En zone fortement congestionnée, une faible progression du covoiturage peut avoir des effets importants, estime le Bureau du Plan. ©ddp images

Une étude du Bureau du Plan montre que cumuler le prélèvement kilométrique et des incitations au covoiturage peut porter ses fruits à certains endroits et moments.

Pour réduire les émissions polluantes et les embouteillages, les politiques de mobilité tentent de limiter les déplacements en voiture par une fiscalité qui vise à décourager l'utilisation de la voiture, notamment. Un autre moyen consiste à augmenter le nombre de personnes par véhicule. Comment?

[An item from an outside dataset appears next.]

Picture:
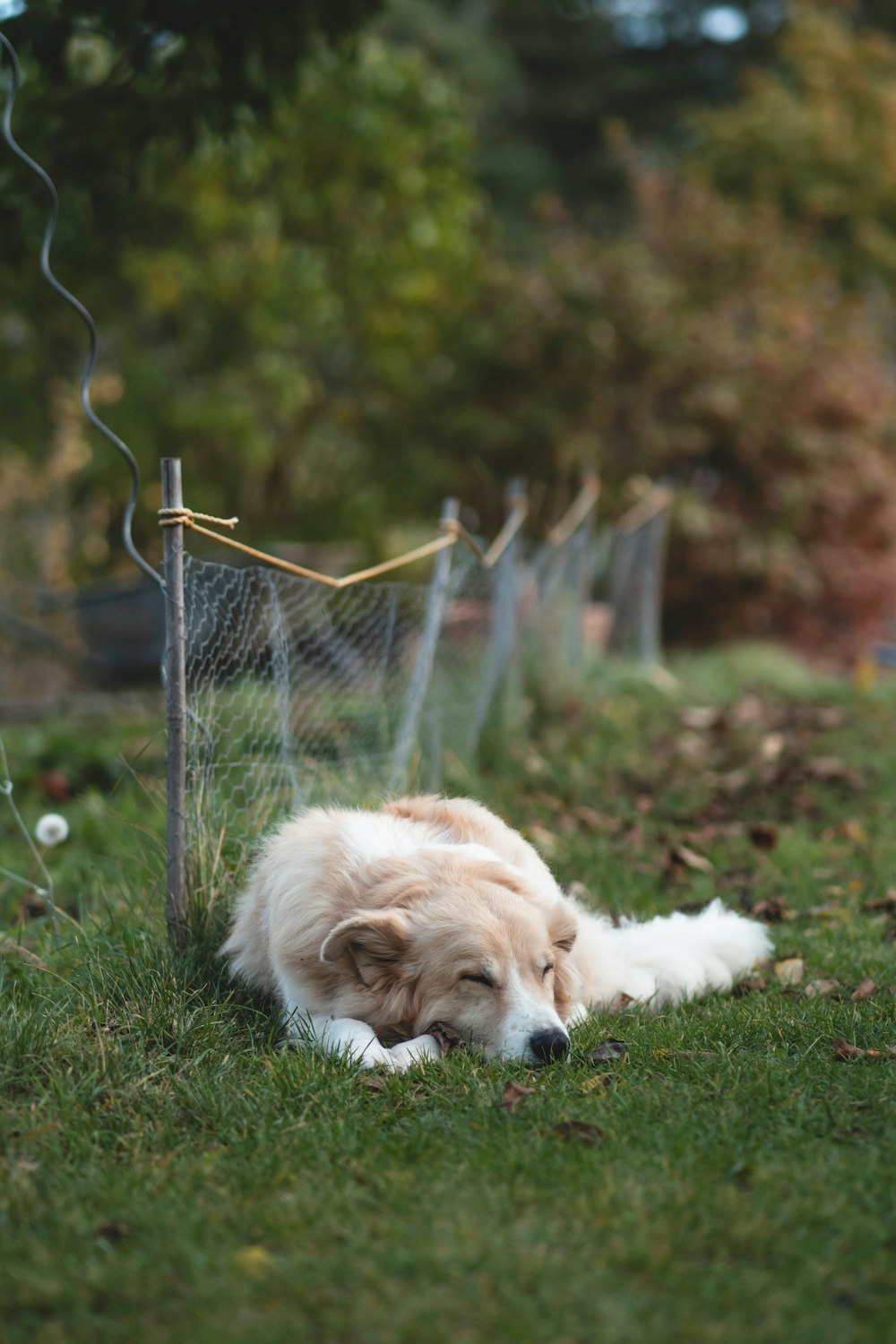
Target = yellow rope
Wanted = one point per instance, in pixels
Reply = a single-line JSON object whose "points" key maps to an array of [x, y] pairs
{"points": [[657, 499], [516, 518], [172, 516], [578, 511], [452, 531]]}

Par des moyens attractifs: réservation de bandes d'autoroutes aux voitures transportant plusieurs navetteurs, parking de covoiturage près des autoroutes, avantages financiers aux personnes voyageant à plusieurs...

-13%
en heure de pointe
À Bruxelles, combiner différentes mesures favorisant le covoiturage diminuerait les déplacements automobiles de 13% en heure de pointe

En Belgique, la Région de Bruxelles-Capitale veut augmenter le taux d’occupation des voitures de 1,3 à 1,35. La Région wallonne mise sur une hausse de 1,3 à 1,8.

Le Bureau du Plan a analysé l'impact de la combinaison de différentes mesures. Il conclut qu'un taux d’occupation de 1,5 peut être atteint grâce à "un prélèvement kilométrique de 4 centimes d’euro et des mesures de soutien au covoiturage qui réduisent de près de 50% le coût variable du covoiturage pour les déplacements domicile-lieu de travail". Ce système générerait 2 milliards d’euros de recettes publiques annuelles supplémentaires.

Les freins au covoiturage

Mais un taux d'occupation de 1,5 reste faible. Pourquoi ne décolle-t-il pas? Il faut savoir que 60% des déplacements ne sont pas professionnels, mais privés. En outre, les usagers se focalisent sur les désavantages du covoiturage: coordination des horaires, détours, risque de vandalisme et vol sur le parking de covoiturage, retard potentiel...

Pourtant, en zone très congestionnée, une faible progression du covoiturage peut avoir des effets importants. Autour de Bruxelles, la combinaison de mesures entraîne une baisse de 13% des déplacements en voiture aux heures de pointe et une progression de 27% de la vitesse moyenne. Autour d'Anvers, les déplacements diminuent de 20% aux heures de pointe et la vitesse augmente de 18%.

En zone très congestionnée, une faible progression du covoiturage peut avoir des effets importants.

Il y a donc intérêt à manier la carotte et le bâton: cela "permet de combiner l’effet incitatif fort d’un prélèvement kilométrique et les dispositions qui renforcent l’attrait du covoiturage et donc adoucissent la pilule", conclut le Bureau du Plan.